Oscar Eleni incatenato al festival dei gufi con la valigia pronta per cercare a Caporetto il Cadorna dell’Emporio Armani, per trovare un passaggio fino a piazza Lunelli di Trento dove hanno festeggiato la notte storica del basket trentino. Bisognava esserci e Franco Grigoletti c’era di sicuro, il suo spirito in un bel bicchiere di Teroldego. Lui aveva creduto fra i primi, dimenticando che a Rovereto, la sua Rovereto, ci avevano provato senza arrivare oltre una dignitosa serie A femminile. Luigi Longhi il presidente rubato al giornalismo, anche se lui, fortunatamente, non dimentica che quella nelle redazioni è stata e sarà per sempre la sua vera vita, ne ha parlato tanto col Grigo di questo progetto. Veniva delle stesse vigne. Guardate dove sono arrivati. Certo hanno avuto la fortuna , questi di Trento, dì incontrare il Salvatore Trainotti, il nome dice tutto, uno che sa cercare, trovare, convincere, capire.

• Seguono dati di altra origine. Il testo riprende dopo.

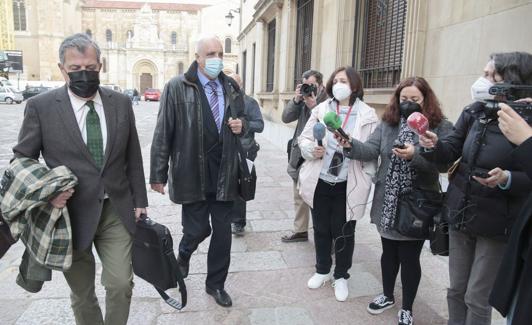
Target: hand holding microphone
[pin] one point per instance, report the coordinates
(334, 124)
(418, 123)
(319, 133)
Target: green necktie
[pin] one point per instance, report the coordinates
(94, 135)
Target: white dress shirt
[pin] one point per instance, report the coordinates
(81, 110)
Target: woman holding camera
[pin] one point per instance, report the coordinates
(486, 193)
(336, 188)
(402, 169)
(512, 291)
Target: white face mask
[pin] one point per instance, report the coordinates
(341, 91)
(480, 90)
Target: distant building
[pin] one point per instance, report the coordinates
(143, 44)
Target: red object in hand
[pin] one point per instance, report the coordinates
(418, 123)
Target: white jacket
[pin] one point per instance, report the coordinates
(359, 174)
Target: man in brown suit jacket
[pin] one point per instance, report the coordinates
(91, 130)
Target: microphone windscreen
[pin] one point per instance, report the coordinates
(418, 123)
(332, 120)
(318, 131)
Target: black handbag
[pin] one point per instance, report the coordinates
(439, 236)
(415, 212)
(247, 180)
(154, 260)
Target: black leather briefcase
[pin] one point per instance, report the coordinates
(155, 262)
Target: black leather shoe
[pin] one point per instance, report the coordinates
(237, 230)
(183, 266)
(221, 297)
(295, 237)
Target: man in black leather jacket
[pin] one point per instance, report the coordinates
(201, 115)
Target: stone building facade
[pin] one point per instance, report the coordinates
(7, 37)
(447, 42)
(143, 44)
(40, 27)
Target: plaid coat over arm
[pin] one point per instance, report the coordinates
(46, 231)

E poi Maurizio Buscaglia barese, principe delle Dolomiti ad honorem, è diventato il loro Cesare nel de bello cestistico, quello dove devi discutere anche con gente che considera giusto andare dietro alle voglie televisive per le partite in tarda serata, in ribattuta. Tanto, dicono i legaioli, per quello che danno i giornali. Sembra davvero di ascoltare le giustificazioni di chi ha sbagliato tanto dirigendo società che avevano una ricchezza, una storia. Milano è fra queste, ma quando il capo ciurma dice che, in fin dei conti, questo gruppo ha dato belle soddisfazioni in due stagioni, allora è inutile mettersi a discutere. Hanno ragione loro.

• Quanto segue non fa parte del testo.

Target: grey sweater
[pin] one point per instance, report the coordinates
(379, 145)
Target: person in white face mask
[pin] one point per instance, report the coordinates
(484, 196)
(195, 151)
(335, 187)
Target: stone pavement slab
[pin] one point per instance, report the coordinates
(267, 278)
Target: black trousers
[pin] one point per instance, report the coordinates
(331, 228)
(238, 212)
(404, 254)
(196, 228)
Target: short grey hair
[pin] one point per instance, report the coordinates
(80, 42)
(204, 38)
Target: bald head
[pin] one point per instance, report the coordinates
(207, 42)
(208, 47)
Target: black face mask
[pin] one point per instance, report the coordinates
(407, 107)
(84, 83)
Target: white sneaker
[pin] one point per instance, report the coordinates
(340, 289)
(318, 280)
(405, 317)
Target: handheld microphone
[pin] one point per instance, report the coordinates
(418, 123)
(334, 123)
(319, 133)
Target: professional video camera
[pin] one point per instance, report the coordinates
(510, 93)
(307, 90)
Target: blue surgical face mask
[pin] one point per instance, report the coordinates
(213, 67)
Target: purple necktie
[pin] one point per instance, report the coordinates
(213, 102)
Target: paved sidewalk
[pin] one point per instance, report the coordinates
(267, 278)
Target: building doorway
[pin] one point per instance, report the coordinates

Dopo Caporetto, per fortuna, ci fu qualcuno che disse al Cadorna che non fu la vigliaccheria dei soldati a portarci verso la catastrofe, ma il suo piano di guerra da gioco delle pulci. Arrivò Diaz, ci furono le vittorie sul Piave. Vedremo se all’Emporio Armani ragioneranno alla stessa maniera. L’impressione, però, visto che alla fine, “a caldo” come dicono lorsignori, non si prende nessuna decisione, siamo quasi convinti che non trovando dimissioni sul tavolo, la logica, la dignità pretenderebbe almeno quello, si andrà avanti un po’ come su quella barca da pirati per burla che nelle storie di Obelix viene sempre affondata per caso. Malasorte.

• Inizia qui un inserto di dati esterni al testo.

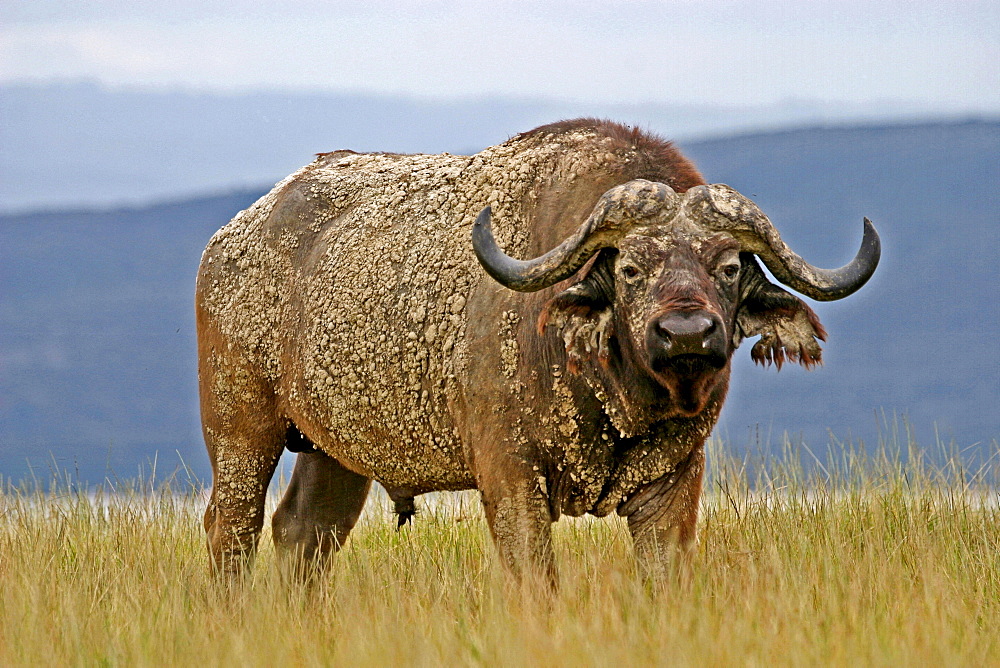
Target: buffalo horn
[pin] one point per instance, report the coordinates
(756, 234)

Dicono che tutti, in società, sapessero della cattiva condizione generale di una squadra che aveva già sballato in Europa. Se chiedi adesso cosa sapevano loro la risposta è canonica: ‘Non lo diremo certo ai giornal’. Hanno già trovato due o tre capri espiatori. Ci saranno le solite purghe omeopatiche. Il gioco è mio, guai a chi lo tocca. Non fate gli spiritosi dicendo che i ricconi le hanno prese da chi ha un bilancio di 5 a 20. Si offendono. Lo fanno spesso, mai quando sono loro a spiegare, mentendo, che in eurolega non hanno trovato gloria perché davanti avevano colossi economici non paragonabili a quello che investe re Giorgio. Delicatezza dei distinguo. Quando conviene.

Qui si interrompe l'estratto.